While travel is being authentically facilitated through health/vaccine passports, Kukreja regards software upgradation as a high priority where hotels can retrieve COVID-related information through government portals, reducing fudged reports and increasing ease of information delivery for informed decisions. Likewise, RFID (radio frequency identification) technology may be used by hotels to track guest movement while in transit and around the property for more quick and personalised experience.

“While its impact has subconsciously reduced, COVID-19 is not gone,” states Puri, and to palliate the same, “greater use of mentioned practices will drive bulk manufacturing, increase competition and subsequently reduce prices of the same,” recommends Kukreja, who further adds that governments must devise guidelines and encourage hotels towards said practices with slight rebate on taxes and subsidy provisions, which would elevate the execution.

Moving forward, hoteliers must consciously design for intentional flexibility that will offer the least amount of disruption to the guest experience and operations in a time of need and make processes seamless.
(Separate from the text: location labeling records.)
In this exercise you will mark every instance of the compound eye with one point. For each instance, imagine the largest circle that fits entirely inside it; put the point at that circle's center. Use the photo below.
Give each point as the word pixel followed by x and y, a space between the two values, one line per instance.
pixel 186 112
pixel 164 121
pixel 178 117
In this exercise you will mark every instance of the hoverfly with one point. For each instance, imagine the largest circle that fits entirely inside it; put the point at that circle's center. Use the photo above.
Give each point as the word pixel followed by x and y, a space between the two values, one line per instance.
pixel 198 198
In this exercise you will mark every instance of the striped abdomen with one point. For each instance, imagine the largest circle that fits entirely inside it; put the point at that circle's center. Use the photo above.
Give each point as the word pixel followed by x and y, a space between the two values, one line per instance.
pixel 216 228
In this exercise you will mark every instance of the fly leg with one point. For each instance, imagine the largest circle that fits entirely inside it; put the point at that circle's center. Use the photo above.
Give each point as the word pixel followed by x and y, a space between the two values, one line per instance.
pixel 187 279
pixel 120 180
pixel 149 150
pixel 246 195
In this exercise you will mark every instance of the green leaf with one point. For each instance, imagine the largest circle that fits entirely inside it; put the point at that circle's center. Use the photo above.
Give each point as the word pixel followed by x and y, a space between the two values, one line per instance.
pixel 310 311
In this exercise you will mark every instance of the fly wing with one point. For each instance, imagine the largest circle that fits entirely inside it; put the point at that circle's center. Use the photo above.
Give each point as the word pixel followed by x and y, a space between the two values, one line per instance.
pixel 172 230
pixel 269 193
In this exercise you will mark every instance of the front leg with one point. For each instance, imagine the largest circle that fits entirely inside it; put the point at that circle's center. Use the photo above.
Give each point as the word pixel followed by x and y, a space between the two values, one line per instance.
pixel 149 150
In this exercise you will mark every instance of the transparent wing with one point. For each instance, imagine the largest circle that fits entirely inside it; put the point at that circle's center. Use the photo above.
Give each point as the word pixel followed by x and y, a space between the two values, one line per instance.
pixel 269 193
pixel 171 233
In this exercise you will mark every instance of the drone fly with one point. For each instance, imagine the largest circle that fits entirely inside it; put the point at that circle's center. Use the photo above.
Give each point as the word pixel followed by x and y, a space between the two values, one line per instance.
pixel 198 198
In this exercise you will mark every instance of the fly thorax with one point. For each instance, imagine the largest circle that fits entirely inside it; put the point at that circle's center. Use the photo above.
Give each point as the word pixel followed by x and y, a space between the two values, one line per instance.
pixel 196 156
One must be cautious of unsustainable over-correcting practices and allow progressive ideas due gestation time for research before heavily investing in expensive designs and technologies; in the meantime, training and staff skill development is the way to go. At the end of the day, one must think if such provisions are worth the expense, a rumination especially for small-scale properties. Hoteliers must ensure that such inclusions lead to their progression, not regression, and technologies as well as designs implemented are disruptive in its intended meaning.